Uitspraak
RECHTBANK ZEELAND-WEST-BRABANT
[betrokkene]
Verloop van de procedure
Standpunten
Overwegingen
€ 437,50
Rechtbank Zeeland-West-Brabant
In deze zaak heeft de kantonrechter van de Rechtbank Zeeland-West-Brabant op 11 oktober 2024 uitspraak gedaan in een beroep tegen een verkeersboete die aan de betrokkene was opgelegd. De betrokkene had een administratieve sanctie ontvangen voor het handelen in strijd met een geslotenverklaring voor motorvoertuigen op de Houtmarkt in Breda op 10 december 2022. De betrokkene heeft tegen de opgelegde boete beroep ingesteld bij de officier van justitie, die het beroep ongegrond verklaarde. Hierna heeft de betrokkene beroep ingesteld bij de kantonrechter.

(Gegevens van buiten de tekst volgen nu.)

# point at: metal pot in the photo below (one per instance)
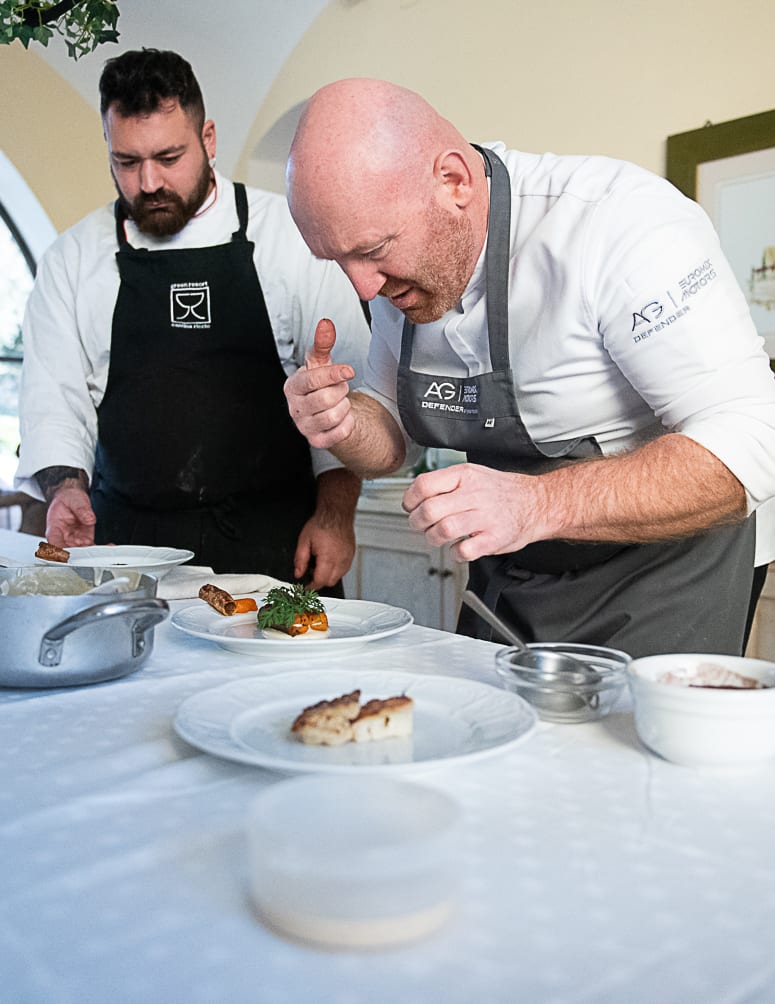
(61, 641)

Tijdens de zitting op 11 oktober 2024 is de zaak behandeld, waarbij de gemachtigde van de betrokkene, mr. M. Lagas, niet aanwezig was. De zittingsvertegenwoordiger, mr. A. de Vreeze, heeft de zaak namens de officier van justitie gepresenteerd. De gemachtigde heeft in het beroepschrift aangevoerd dat de boete niet redelijk was, gezien de omstandigheden waaronder de gedraging had plaatsgevonden. Hij verwees naar het Beleidskader digitale handhaving en stelde dat de betrokkene niet was gewaarschuwd voordat de boete werd opgelegd.

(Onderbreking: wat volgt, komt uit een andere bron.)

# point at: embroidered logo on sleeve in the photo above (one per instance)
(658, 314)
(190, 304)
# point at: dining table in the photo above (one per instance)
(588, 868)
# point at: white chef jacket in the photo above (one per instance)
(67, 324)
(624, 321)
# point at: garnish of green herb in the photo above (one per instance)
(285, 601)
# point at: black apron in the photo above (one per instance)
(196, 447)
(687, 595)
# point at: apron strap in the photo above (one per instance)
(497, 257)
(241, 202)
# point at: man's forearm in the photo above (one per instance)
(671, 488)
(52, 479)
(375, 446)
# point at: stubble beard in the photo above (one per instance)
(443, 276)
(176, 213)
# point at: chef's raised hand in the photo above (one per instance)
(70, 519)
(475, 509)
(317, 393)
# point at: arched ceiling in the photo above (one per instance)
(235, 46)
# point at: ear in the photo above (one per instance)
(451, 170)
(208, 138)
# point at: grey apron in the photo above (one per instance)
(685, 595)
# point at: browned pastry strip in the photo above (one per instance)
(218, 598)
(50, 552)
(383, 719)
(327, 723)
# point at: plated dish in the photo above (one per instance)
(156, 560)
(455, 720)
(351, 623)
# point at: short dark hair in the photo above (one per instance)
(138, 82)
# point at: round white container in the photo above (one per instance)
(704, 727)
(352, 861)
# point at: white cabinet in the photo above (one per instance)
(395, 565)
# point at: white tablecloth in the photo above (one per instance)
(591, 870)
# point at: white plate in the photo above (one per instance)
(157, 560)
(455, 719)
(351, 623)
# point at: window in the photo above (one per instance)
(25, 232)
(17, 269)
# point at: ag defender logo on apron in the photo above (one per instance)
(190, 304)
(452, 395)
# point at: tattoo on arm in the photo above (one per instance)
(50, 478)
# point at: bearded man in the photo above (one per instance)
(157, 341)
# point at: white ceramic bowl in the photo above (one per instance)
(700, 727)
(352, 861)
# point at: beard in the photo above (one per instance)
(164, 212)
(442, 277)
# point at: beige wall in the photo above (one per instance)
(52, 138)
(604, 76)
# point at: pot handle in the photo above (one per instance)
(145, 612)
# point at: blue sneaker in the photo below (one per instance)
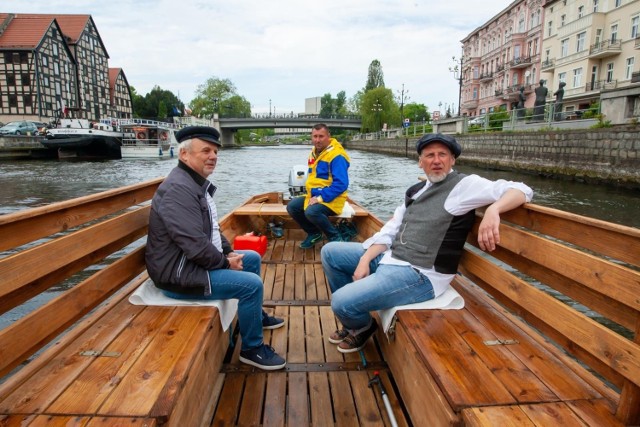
(311, 241)
(263, 357)
(271, 322)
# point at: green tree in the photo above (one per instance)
(377, 108)
(417, 112)
(211, 95)
(375, 77)
(327, 106)
(157, 104)
(341, 103)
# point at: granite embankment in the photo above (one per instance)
(608, 155)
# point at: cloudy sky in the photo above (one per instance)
(283, 51)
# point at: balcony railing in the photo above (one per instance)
(520, 62)
(486, 76)
(548, 64)
(605, 48)
(598, 85)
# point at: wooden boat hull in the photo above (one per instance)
(481, 365)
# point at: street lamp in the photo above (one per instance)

De kantonrechter heeft overwogen dat het Beleidskader voorschrijft dat de eerste boetebeschikking moet zijn verzonden voordat een volgende boete kan worden opgelegd. De rechter was van mening dat de betrokkene niet in de gelegenheid was gesteld om zijn gedrag aan te passen, omdat hij niet was gewaarschuwd. Daarom heeft de kantonrechter het beroep gegrond verklaard, de beschikking van de officier van justitie vernietigd en de proceskostenvergoeding toegewezen. De officier van justitie moet het bedrag dat de betrokkene als zekerheid heeft betaald, terugbetalen. De proceskostenvergoeding is verdeeld over de twee samenhangende zaken.